Today we're going to begin a bowl out of black walnut and this bowl is going to be a gift to a very special friend of mine and here's the story about my friend Holly and this particular piece of wood:
I have a wonderful friend named Holly who lives out on a farm with her family and a whole bunch of very friendly chickens in Afton, Minnesota. Several years ago during a strong wind and rain storm a large black walnut tree that was growing on her property, roots gave way and the tree came down. Knowing that I turn wood, Holly told me about the tree and offered to give me the trunk from the tree and so my youngest son and I went out to Afton to get it. As it came down in a rainstorm it was full of water and so it was very, very heavy. I cut the trunk into sections and then split one of the sections in half and made bowl blanks out of them. I tried turning a bowl from one of the blanks but it was just too wet for turning and so I treated the cut ends with Anchorseal and stacked them away.
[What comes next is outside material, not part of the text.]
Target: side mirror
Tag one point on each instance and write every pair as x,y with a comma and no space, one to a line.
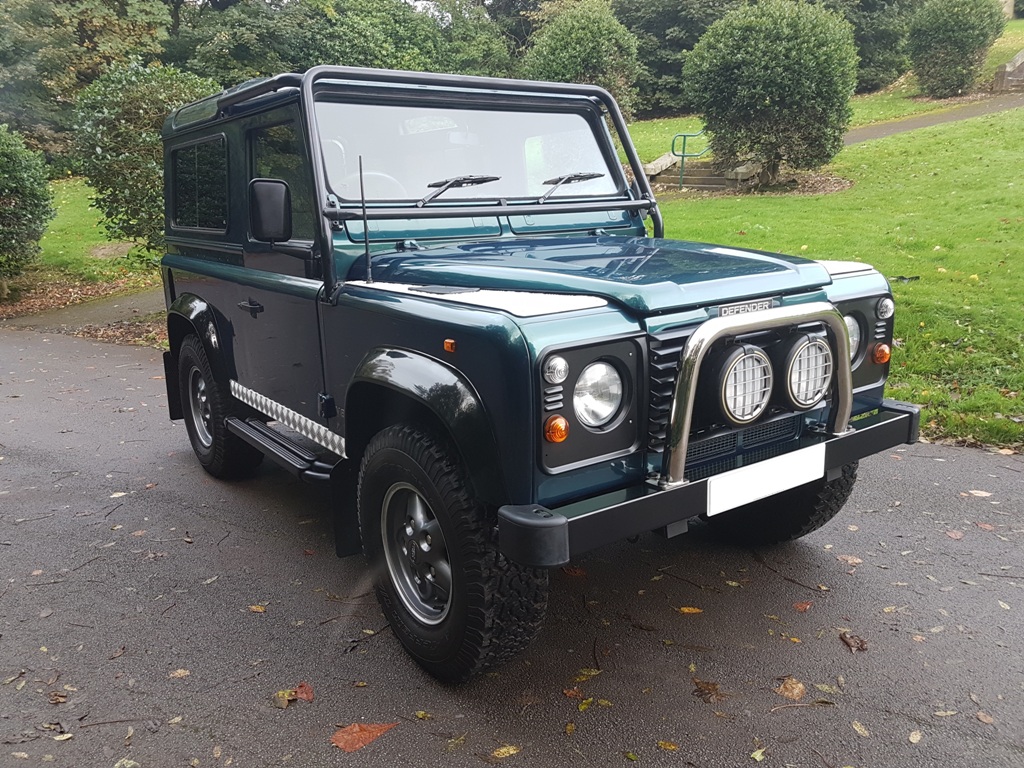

Fast forward almost 2 years-the blanks are much, much lighter in weight, signifying that the wood is much dryer and ready to turn. I took a portion of one of the blanks and made a small flower vase several weeks ago (and you can see this on the blog). The wood was dry and the vase came out absolutely beautifully. Time to make Holly's bowl and take it to her and the chickens.
Discussion and Plans
I am going to do this project in slow, easy stages as I think this is a good way to illustrate this project. So my first posting today will be about getting the blank ready to be mounted on the lathe and I'm also going to show the blank mounted on the lathe at the end of this posting. Subsequent posts will show how the blank is shaped and hollowed out and lastly how it will be finished.
Here we go:
Here is a photo of the bowl blank. It's a big thing, about 6 /12 inches at it's deepest and about 9 inches wide and 11 inches long. In order to turn this on my lathe, it's going to have to be cut down considerably. So the first thing I did was to find the center of the flat side of the blank. This will eventually be the top of the bowl and since the blank is deep and thick, I can screw down a large faceplate and use long heavy wood screws to do that with:
This photo shows the blank with the center marked out:
In this photo is the blank, the faceplate I'm going to use, which is 6 inches in diameter, a center finder so I can get the faceplate reasonably centered on the blank, and some long wood screws:
In this photo you can see how large and square this blank is. As this blank is too large to turn on my lathe, it will have to be cut down. I'm going to cut off the corners and trim it some and I can do this one of two ways- I can eye-ball it or I can use a small plywood template (see below) and use that while I'm sawing it with the bandsaw. You can also hand saw this with a carpenter's handsaw:
Here's the blank after I've sawed off the corners and some of the excess wood. Note the circle in the center. That's the approximate size of the finished bowl:
The waste wood looks like chocolate pie!
This is a photo of the faceplate and the center finder. I'm terrible at estimating where the faceplate should be placed. On this piece of wood it's not real critical if I don't get the faceplate absolutely centered but on rounded blanks of wood it is, so I thought I'd illustrate this. These two pieces screw together and in the center is a drill bit. I screw everything together and then I put the drill bit in my hand drill and drill the whole assembly into the center point that I found before I began cutting the blank:
Here's the whole thing screwed down. Now I can drill holes for the screws and screw them in:
I used my hand drill for all of this. Much, much easier to do! Now the faceplate is properly centered and screwed on securely:
Now that the faceplate is screwed on, I've mounted the faceplate-wood blank on to the lathe and spun it by hand and it spins freely so we've gotten the blank on there correctly. Here is a photo of the tailstock and the tool rest in place. It's ready to turn:
Now before I begin turning this there is one last thing to do and that is to cut away a small section of tree bark were the tailstock is inserted. This will let me screw the tailstock firmly into solid wood instead of the bark, which is spongy and crumbly. Never screw anything into bark:
And I'm going to stop here. Tomorrow I'll begin roughing out the bowl with my roughing gouge. Tomorrow is going to be a really dirty, messy day but we'll wind up with the exterior of the bowl cut and shaped.
While I was working, UPS delivered a wood blank from Wood Turning Blanks 4U in Braedon, Florida. This is a wonderful source of turning wood and Steve and Diane, the couple who operate this, do a superb job of processing wood from trees that have fallen in storms or had to be removed for some reason. This keeps these marvelous sources of turning wood from either being ground up for mulch or dumped in a field somewhere. You can check our their site at: http://www.woodturningblanks4u.com/. I wish they would move to Minnesota.
Anyway, this blank is going to be the basis of another future project that we'll do together. This is silky oak:
Ok, it's cold and we're due for more snow this afternoon. Time to go in and talk to the cats. See you tomorrow.